No sé hasta qué límites podrán influir mis escritos desde las páginas de El Metalúrgico en el mismo ánimo de mis compañeros; pero lo que sí puedo asegurar es que mi pluma seguirá
grabando muchas veces aún sobre las cuartillas aquellas verdades, que los obreros metalúrgicos tendrán que aprenderse de memoria.
La Sociedad de Fundidores, como todas las demás sociedades de obreros mecánicos, necesitan que no quede ni un solo compañero por asociarse. ¿Para qué? Para hacerles más dignos y más nobles.

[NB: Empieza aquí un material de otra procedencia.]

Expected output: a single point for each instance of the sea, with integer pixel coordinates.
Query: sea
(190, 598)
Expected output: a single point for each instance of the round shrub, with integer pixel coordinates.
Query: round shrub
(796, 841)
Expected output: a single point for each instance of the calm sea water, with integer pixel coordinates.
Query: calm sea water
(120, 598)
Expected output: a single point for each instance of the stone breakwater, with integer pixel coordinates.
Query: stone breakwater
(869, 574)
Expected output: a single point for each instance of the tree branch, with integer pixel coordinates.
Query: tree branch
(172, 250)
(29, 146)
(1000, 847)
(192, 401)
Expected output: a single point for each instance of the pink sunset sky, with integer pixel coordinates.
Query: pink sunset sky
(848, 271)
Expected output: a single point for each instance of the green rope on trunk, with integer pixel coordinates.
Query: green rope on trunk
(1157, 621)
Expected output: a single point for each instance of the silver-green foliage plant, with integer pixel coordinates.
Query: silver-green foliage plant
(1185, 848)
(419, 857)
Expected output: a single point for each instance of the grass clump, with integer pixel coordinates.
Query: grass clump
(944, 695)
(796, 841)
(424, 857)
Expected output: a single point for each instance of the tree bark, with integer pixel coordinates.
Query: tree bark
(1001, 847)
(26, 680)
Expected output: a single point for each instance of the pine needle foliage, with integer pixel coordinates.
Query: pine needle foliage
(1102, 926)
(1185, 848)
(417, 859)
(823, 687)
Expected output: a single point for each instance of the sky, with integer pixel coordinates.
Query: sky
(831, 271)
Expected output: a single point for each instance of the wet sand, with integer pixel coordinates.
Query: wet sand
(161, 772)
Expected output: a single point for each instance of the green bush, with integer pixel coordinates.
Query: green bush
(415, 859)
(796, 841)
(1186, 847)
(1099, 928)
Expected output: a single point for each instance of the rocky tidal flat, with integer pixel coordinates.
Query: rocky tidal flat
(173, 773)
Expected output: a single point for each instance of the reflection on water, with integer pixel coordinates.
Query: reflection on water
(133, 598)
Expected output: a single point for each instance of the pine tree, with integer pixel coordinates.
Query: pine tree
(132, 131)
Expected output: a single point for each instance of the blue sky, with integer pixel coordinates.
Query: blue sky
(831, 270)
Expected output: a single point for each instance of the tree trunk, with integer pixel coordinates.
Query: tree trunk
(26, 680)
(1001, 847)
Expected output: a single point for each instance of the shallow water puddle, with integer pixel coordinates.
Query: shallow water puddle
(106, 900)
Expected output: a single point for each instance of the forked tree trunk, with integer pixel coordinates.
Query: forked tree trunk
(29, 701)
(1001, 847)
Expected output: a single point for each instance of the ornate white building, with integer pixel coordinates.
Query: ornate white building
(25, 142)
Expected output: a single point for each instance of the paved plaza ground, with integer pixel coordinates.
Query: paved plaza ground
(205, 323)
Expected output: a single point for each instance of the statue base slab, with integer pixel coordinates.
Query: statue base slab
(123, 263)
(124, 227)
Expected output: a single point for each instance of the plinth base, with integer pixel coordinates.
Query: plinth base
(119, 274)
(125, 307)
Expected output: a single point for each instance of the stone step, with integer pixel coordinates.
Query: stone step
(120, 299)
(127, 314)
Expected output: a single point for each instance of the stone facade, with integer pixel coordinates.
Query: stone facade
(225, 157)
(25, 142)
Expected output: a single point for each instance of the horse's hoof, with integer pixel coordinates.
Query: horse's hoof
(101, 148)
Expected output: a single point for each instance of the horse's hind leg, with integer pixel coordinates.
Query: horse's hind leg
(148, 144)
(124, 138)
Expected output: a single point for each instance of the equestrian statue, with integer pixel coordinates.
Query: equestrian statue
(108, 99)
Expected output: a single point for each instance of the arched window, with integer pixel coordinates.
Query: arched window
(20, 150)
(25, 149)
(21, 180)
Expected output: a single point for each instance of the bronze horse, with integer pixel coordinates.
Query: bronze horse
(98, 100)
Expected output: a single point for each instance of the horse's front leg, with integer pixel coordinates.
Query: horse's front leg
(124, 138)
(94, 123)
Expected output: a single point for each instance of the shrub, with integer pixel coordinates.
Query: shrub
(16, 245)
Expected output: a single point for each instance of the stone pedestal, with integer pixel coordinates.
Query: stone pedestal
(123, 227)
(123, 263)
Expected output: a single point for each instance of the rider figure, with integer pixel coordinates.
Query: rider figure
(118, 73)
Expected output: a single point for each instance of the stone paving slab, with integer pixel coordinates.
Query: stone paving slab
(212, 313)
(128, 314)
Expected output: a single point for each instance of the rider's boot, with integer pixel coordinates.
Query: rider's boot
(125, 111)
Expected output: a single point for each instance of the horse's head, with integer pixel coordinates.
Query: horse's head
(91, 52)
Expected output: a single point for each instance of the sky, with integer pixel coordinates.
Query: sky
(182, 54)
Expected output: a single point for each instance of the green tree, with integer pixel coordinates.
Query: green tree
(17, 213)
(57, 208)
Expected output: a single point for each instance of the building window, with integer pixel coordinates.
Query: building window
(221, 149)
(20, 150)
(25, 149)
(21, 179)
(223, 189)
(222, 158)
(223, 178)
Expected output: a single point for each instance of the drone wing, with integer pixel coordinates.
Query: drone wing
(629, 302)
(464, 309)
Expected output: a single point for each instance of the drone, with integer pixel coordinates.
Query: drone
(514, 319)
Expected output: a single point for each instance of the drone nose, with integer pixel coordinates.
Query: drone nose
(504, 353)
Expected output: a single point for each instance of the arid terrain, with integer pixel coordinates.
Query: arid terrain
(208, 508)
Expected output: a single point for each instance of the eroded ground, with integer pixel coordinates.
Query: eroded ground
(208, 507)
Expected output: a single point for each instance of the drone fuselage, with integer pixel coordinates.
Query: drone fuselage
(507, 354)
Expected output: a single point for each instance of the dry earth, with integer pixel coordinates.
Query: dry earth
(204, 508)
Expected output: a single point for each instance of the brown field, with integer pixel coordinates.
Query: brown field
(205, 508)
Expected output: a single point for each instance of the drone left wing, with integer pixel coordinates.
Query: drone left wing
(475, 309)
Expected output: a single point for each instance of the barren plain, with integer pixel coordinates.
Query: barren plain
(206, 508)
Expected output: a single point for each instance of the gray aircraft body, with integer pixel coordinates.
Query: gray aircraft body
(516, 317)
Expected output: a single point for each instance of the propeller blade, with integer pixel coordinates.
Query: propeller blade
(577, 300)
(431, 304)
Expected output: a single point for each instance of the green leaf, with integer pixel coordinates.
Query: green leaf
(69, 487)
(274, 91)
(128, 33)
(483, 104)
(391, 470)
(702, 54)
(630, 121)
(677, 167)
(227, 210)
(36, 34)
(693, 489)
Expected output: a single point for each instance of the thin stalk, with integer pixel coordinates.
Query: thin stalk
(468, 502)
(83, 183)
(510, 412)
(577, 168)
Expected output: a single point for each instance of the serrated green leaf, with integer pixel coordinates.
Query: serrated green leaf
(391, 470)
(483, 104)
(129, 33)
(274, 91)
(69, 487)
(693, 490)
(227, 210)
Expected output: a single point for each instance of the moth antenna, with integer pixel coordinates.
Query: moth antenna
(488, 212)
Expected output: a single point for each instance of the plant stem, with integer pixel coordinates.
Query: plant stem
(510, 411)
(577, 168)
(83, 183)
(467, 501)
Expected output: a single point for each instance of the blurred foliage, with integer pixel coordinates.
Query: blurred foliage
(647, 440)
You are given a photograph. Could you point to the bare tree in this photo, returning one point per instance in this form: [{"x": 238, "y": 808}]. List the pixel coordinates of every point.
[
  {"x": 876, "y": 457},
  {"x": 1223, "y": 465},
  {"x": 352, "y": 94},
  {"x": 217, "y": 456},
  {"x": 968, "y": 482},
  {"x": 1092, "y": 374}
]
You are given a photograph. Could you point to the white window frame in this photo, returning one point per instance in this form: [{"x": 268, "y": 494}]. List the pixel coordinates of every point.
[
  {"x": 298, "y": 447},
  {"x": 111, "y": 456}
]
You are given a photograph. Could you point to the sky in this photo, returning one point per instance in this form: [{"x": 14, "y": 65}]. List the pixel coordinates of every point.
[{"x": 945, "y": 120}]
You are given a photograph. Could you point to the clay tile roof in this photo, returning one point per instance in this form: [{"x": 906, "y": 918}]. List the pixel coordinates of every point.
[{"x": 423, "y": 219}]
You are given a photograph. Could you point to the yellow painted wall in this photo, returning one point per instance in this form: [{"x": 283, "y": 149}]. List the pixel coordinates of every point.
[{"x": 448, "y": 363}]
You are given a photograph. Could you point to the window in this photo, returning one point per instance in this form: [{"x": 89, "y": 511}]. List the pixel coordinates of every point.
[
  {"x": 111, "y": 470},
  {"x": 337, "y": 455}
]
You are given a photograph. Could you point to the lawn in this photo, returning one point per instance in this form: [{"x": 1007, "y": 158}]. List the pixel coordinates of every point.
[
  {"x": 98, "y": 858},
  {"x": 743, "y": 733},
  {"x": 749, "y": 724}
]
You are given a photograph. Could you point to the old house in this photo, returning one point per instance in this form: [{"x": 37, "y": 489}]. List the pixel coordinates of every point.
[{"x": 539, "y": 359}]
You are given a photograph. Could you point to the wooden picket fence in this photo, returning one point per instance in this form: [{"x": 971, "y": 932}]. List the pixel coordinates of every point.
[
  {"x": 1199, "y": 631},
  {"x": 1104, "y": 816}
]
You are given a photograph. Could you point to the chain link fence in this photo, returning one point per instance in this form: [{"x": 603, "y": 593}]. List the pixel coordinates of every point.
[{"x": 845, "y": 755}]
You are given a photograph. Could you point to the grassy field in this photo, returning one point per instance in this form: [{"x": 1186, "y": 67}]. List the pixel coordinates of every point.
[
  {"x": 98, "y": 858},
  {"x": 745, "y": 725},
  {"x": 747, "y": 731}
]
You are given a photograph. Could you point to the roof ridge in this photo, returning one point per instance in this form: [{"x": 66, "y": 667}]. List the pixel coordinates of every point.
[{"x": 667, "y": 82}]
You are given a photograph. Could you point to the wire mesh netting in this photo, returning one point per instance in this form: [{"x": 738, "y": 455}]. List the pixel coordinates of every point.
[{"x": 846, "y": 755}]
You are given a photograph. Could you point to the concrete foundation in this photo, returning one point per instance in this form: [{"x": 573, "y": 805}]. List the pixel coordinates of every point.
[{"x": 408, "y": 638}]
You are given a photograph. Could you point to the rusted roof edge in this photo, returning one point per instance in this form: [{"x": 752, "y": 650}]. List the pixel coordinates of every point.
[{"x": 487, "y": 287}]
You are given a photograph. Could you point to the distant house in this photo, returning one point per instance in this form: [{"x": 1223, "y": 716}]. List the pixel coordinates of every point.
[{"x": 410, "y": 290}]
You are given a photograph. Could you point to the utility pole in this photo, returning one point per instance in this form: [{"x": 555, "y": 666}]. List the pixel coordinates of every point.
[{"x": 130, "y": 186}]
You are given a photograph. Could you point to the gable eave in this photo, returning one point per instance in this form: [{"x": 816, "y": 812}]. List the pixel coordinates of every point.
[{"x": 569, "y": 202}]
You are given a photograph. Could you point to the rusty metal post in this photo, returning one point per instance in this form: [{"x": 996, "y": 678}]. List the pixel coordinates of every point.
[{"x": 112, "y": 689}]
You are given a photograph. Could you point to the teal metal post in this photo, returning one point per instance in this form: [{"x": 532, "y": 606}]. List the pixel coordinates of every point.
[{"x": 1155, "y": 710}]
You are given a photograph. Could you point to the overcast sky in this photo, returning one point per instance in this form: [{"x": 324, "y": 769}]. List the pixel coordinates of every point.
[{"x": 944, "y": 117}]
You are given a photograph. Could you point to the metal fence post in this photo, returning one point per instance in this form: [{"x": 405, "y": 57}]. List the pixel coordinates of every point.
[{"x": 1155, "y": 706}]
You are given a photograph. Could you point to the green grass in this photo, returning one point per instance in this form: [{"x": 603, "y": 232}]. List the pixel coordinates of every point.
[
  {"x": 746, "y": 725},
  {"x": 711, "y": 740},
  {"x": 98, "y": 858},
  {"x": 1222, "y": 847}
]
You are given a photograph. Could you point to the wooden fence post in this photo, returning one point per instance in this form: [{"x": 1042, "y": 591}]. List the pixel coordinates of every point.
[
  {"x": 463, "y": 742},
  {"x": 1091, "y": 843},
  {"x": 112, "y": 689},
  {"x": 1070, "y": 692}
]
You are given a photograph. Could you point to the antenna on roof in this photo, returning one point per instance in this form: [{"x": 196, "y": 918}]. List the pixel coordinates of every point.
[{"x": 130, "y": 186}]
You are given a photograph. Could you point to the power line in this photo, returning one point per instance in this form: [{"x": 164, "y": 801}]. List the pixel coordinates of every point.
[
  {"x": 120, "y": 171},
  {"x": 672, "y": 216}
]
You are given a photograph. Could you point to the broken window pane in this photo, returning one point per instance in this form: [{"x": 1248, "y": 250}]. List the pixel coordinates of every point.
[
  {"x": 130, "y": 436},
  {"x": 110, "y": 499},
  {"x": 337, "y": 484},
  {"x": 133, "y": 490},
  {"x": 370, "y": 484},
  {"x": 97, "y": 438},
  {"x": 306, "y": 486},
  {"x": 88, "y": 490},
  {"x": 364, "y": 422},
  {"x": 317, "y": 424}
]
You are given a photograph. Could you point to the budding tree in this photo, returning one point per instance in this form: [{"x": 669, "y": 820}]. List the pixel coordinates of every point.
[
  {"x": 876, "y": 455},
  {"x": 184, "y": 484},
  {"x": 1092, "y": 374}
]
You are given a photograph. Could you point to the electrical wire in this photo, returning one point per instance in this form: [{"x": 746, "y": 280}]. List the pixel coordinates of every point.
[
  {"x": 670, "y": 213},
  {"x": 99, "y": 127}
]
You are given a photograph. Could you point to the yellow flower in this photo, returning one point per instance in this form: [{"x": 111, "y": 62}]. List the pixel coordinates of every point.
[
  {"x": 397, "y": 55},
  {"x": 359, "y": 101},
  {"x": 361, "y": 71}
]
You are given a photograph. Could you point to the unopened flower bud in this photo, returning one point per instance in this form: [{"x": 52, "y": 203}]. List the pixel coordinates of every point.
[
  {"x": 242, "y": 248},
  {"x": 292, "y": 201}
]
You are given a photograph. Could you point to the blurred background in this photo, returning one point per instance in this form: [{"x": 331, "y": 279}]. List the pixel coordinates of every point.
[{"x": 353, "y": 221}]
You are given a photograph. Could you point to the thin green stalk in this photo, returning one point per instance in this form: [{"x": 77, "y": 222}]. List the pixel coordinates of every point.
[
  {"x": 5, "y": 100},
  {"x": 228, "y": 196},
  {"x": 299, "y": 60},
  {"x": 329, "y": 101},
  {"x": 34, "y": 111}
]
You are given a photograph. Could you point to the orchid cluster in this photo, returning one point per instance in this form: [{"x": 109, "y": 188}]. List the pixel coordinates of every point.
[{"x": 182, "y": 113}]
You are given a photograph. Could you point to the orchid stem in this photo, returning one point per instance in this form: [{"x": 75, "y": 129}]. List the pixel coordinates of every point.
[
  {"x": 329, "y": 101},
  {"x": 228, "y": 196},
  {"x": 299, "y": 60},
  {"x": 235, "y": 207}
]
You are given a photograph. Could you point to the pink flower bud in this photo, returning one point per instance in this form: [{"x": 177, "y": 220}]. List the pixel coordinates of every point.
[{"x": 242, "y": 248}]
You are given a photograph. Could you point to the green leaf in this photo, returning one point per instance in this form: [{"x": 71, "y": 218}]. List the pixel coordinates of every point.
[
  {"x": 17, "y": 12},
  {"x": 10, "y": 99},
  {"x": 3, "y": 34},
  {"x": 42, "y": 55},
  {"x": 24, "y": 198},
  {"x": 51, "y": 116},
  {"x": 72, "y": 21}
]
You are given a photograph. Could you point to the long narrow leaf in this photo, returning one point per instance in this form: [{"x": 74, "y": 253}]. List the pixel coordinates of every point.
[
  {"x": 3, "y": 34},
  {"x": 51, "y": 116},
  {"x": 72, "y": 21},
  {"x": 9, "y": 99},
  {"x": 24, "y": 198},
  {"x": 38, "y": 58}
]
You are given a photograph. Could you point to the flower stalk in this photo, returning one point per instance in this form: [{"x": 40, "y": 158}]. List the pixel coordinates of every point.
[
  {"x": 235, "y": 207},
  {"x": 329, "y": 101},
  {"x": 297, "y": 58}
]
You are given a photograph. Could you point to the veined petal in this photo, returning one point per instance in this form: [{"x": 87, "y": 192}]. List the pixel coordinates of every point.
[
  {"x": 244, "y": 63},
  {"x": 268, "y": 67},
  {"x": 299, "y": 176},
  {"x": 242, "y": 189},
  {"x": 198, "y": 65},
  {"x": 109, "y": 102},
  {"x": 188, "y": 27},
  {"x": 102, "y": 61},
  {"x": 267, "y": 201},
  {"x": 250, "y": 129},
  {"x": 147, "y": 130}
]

Vuestra sociedad, compañeros fundidores, ha conseguido en el próximo pasado mes de agosto una de sus más grandes victorias diplomáticas. Sin estridencias de lenguaje ha demostrado al elemento patronal el valor de su personalidad, y en el litigio entablado cerca de un señor industrial para evitar el despido de un compañero que cuenta actualmente con cerca de sesenta años, dicho patrono ha firmado un documento, cuya disposición más interesante dice así: «Habiendo dejado de prestar servicio en esta casa Eduardo Escat Sausi, por motivos que no atañen en absoluto a su moralidad, me comprometo a darle, como remuneración a los buenos servicios que me ha prestado, y a partir del día veintidós de los corrientes, dos pesetas diarias mientras viva».
El comentario que este hecho requiere queda ahí para que lo formulen los compañeros que, inconscientemente, se apartaron de la organización.
Si aún vive en ellos el noble sentimiento de solidaridad que hace los hombres hermanos, forzosamente variarán de conducta y sabrán sacrificarse en el cumplimiento del deber.